Nuclear Norm Regularization for Deep Learning
Christopher Scarvelis, Justin Solomon
TL;DR
This paper tackles the challenge of regularizing neural networks to have locally low-rank Jacobians by penalizing the nuclear norm of the Jacobian, which is computationally prohibitive in high dimensions. It shows that for $f=g\circ h$ the non-linear nuclear-norm penalty can be exactly recast as a sum of two squared Frobenius norms, enabling a Jacobian-norm regularizer that avoids costly SVDs; it further replaces Jacobian terms with a denoising-style estimator based on Hutchinson's trace estimator. The authors provide a rigorous equivalence theorem and a practical estimator, demonstrating the approach on ROF denoising, unsupervised denoising on ImageNet, SVS-inspired denoising, and representation learning with a regularized autoencoder. The results indicate that the proposed Jacobian-norm regularization scales to high-dimensional problems and yields competitive or meaningful improvements in denoising quality and latent representations, highlighting its potential for broad adoption in deep learning pipelines.
Abstract
Penalizing the nuclear norm of a function's Jacobian encourages it to locally behave like a low-rank linear map.
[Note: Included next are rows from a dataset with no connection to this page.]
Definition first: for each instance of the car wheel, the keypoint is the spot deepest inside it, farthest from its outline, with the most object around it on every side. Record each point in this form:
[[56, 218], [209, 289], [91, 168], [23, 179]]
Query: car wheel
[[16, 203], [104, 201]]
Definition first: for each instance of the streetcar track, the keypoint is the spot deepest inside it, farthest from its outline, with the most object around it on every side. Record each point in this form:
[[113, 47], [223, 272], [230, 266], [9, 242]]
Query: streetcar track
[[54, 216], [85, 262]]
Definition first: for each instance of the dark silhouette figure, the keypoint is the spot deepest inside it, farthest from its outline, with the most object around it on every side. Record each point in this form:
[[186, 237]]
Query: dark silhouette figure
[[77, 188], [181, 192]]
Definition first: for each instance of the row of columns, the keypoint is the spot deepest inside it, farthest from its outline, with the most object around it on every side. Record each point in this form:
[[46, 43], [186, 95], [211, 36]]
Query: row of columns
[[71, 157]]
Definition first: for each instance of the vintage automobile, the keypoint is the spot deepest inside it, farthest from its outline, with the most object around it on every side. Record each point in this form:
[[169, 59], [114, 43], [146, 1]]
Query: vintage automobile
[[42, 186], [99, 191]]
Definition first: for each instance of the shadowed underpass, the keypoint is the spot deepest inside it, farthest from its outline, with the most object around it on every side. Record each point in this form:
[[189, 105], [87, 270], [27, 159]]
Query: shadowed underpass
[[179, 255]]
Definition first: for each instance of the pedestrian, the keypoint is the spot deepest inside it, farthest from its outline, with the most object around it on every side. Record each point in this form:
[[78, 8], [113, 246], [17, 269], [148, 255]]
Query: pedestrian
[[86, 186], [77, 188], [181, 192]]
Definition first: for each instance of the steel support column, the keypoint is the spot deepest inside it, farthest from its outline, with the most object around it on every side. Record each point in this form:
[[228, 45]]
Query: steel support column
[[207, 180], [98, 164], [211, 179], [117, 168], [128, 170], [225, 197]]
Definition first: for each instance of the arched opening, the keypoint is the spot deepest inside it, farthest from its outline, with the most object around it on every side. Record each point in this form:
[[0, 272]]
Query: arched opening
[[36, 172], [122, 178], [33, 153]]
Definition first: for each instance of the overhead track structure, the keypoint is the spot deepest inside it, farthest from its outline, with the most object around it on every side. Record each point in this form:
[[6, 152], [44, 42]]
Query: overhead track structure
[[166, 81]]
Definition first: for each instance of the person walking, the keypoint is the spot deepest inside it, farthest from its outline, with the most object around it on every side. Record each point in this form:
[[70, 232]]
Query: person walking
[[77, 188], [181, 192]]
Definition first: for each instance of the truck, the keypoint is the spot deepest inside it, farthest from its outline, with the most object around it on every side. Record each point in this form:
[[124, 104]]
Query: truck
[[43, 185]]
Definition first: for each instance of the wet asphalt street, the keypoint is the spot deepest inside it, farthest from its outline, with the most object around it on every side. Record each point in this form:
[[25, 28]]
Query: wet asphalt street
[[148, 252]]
Such functions vary locally along only a handful of directions, making the Jacobian nuclear norm a natural regularizer for machine learning problems. However, this regularizer is intractable for high-dimensional problems, as it requires computing a large Jacobian matrix and taking its singular value decomposition. We show how to efficiently penalize the Jacobian nuclear norm using techniques tailor-made for deep learning. We prove that for functions parametrized as compositions $f = g \circ h$, one may equivalently penalize the average squared Frobenius norm of $Jg$ and $Jh$. We then propose a denoising-style approximation that avoids the Jacobian computations altogether. Our method is simple, efficient, and accurate, enabling Jacobian nuclear norm regularization to scale to high-dimensional deep learning problems. We complement our theory with an empirical study of our regularizer's performance and investigate applications to denoising and representation learning.